Julian turned at the sound of my voice. “What are you doing out here?” he shouted over the rain, walking back up the driveway. My eyes locked onto the cylinder pendant hanging from around his neck as it swung back and forth. “Go back inside!” He pointed at the house behind me, his thick black hair soaked and sticking to his forehead.
“You’re going to walk all the way home in this? No, let me drive you!”
The winds were forceful, threatening to rip our clothes from our bodies, our hair from our scalps. Rain drove into us, intending to pierce through our flesh. There was no way he could walk home in this.
Thunder clapped, the sound bouncing up through my spine, and I licked the rain from my lips, stepping through the soggy grass toward him where he stood like a statue. The shirt under his soaked coat clung to the sharp ridges of his torso. Rain dripped from the tips of his hair over his eyes.
“Please, let me drive you.

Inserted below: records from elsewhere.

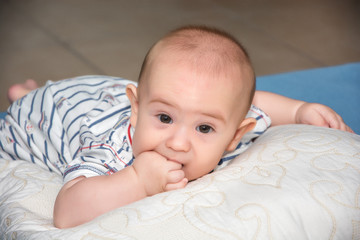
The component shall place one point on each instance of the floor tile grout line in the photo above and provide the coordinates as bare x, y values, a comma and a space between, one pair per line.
61, 42
287, 45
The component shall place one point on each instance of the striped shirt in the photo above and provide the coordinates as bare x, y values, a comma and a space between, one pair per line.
81, 127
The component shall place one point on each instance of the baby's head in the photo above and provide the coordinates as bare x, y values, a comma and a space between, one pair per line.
195, 88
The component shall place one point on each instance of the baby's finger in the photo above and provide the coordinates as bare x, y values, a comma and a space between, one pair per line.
175, 176
178, 185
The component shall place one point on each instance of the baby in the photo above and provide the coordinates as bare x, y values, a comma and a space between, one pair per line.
188, 114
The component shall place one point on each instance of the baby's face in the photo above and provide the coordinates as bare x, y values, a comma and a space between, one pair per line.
187, 117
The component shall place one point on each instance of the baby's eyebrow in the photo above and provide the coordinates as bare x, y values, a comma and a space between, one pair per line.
216, 115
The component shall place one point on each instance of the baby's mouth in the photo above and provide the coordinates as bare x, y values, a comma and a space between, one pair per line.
182, 165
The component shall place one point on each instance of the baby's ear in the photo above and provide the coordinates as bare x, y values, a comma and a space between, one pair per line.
132, 94
246, 125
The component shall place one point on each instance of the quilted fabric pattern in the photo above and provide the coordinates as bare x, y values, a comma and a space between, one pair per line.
295, 182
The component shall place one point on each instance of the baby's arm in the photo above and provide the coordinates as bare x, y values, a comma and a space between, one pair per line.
283, 110
83, 199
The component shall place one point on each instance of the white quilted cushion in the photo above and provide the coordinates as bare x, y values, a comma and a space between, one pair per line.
295, 182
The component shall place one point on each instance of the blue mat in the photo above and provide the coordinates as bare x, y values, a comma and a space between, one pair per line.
337, 87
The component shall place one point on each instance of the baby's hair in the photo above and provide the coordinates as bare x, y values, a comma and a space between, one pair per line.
208, 48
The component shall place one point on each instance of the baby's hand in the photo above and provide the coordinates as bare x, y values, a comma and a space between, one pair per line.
320, 115
157, 174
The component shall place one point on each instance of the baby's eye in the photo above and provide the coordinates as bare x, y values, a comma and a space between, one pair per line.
204, 129
165, 118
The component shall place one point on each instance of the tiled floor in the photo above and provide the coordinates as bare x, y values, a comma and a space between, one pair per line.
52, 39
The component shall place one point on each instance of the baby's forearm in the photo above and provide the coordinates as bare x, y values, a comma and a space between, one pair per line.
281, 109
88, 198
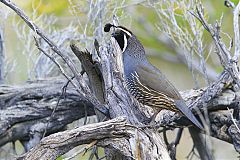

It’s the least I could do!”
Julian shook his head, erased the distance between us, and dropped his mouth to my ear. For a moment, he hovered there. I could hear the sound of his breath in my ear, playing along with the slapping of the icy rain. “I’d rather walk home in this than be seen with you.” His hollowed eyes lifted to mine, and rain dripped from his long black lashes.
My eyes froze ahead into a blurry painting of a grey storm, unblinking and still processing his words.
Julian shook his head, turned, and descended the hill back toward the street.
And the rain beat over me as I watched him go.